In this article by Andrew Minteer, author of the book Analytics for the Internet of Things (IoT), that you understand how your data is transmitted back to the corporate servers, you feel you have more of a handle on it. You also have a reference frame in your head on how it is operating out in the real world.

(For more resources related to this topic, see here.)

Your boss stops by again.

"Is that rolling average job done running yet?", he asks impatiently.

It used to run fine and finished in an hour three months ago. It has steadily taken longer and longer and now sometimes does not even finish. Today, it has been going on six hours and you are crossing your fingers. Yesterday it crashed twice with what looked like out of memory errors.

You have talked to your IT group and finance group about getting a faster server with more memory. The cost would be significant and likely will take months to complete the process of going through purchasing, putting it on order, and having it installed. Your friend in finance is hesitant to approve it. The money was not budgeted for this fiscal year. You feel bad especially since this is the only analytic job causing you problems. It just runs once a month but produces key data.

Not knowing what else to say, you give your boss a hopeful, strained smile and show him your crossed fingers.

“It’s still running...that’s good, right?”

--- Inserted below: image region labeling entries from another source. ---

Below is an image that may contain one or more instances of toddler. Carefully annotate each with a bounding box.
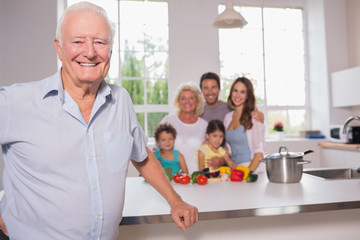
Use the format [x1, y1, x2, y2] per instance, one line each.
[154, 123, 188, 175]
[197, 120, 237, 172]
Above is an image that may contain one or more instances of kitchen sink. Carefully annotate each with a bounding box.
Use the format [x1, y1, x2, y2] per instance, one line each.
[303, 168, 360, 180]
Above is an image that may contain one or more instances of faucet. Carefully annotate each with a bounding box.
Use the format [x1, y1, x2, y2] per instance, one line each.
[343, 116, 360, 134]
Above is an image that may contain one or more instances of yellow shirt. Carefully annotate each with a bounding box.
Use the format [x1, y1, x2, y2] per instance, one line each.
[196, 144, 226, 172]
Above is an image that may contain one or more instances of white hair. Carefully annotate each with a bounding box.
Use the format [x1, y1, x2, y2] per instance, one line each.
[56, 2, 115, 46]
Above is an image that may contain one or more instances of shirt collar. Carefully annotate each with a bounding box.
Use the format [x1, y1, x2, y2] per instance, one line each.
[41, 69, 113, 101]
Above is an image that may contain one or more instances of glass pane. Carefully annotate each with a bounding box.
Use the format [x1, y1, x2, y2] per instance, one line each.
[267, 110, 288, 133]
[122, 80, 144, 104]
[288, 110, 308, 134]
[145, 52, 169, 78]
[136, 113, 145, 129]
[121, 51, 144, 78]
[146, 79, 169, 104]
[147, 112, 169, 137]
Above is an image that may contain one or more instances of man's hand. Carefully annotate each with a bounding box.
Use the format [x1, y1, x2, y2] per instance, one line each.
[251, 108, 264, 123]
[0, 217, 9, 236]
[132, 148, 198, 231]
[170, 200, 199, 232]
[206, 157, 225, 169]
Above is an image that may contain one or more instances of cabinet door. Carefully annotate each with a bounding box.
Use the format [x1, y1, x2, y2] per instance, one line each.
[320, 148, 360, 168]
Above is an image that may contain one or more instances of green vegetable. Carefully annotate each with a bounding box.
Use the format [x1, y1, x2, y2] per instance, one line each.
[164, 167, 173, 182]
[191, 171, 205, 184]
[246, 171, 258, 182]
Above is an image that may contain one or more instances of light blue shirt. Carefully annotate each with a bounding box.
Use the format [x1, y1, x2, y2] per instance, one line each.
[226, 125, 251, 165]
[0, 71, 147, 240]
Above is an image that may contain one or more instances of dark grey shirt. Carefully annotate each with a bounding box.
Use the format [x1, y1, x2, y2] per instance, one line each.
[200, 101, 232, 122]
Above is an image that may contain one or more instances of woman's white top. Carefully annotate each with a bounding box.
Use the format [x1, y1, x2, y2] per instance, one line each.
[224, 111, 265, 159]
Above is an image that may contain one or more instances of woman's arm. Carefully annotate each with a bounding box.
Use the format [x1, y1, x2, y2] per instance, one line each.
[249, 153, 264, 171]
[179, 153, 189, 174]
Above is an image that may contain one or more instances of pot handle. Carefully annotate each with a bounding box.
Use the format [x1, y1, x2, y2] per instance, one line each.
[279, 146, 289, 156]
[259, 158, 266, 163]
[297, 160, 311, 165]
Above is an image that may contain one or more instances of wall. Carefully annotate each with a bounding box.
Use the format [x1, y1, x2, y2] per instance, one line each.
[347, 0, 360, 116]
[0, 0, 57, 189]
[307, 0, 351, 133]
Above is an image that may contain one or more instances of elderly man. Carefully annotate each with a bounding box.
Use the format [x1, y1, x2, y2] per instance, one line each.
[0, 2, 198, 240]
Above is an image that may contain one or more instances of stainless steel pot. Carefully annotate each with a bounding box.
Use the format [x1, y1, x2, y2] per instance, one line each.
[260, 146, 313, 183]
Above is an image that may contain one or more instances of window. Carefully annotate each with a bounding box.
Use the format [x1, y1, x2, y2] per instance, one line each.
[67, 0, 169, 137]
[219, 6, 309, 136]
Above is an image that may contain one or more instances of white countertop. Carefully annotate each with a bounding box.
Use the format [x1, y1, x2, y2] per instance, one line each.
[122, 173, 360, 224]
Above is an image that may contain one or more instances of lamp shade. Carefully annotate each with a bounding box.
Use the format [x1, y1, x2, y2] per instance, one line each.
[213, 0, 247, 28]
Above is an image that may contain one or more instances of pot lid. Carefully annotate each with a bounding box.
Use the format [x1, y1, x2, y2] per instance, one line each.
[265, 146, 304, 159]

This article is about the advantages to cloud based infrastructure for handling and analyzing IoT data. We will discuss cloud services including Amazon Web Services (AWS), Microsoft Azure, and Thingworx. You will learn how to implement analytics elastically to enable a wide variety of capabilities.

This article will cover:

Building elastic analytics
Designing for scale
Cloud security and analytics
Key Cloud Providers
- Amazon AWS
- Microsoft Azure
PTC ThingWorx

Building elastic analytics

IoT data volumes increase quickly. Analytics for IoT is particularly compute intensive at times that are difficult to predict. Business value is uncertain and requires a lot of experimentation to find the right implementation.

Combine all that together and you need something that scales quickly, is dynamic and responsive to resource needs, and virtually unlimited capacity at just the right time. And all of that needs to be implemented quickly with a low cost and low maintenance needs.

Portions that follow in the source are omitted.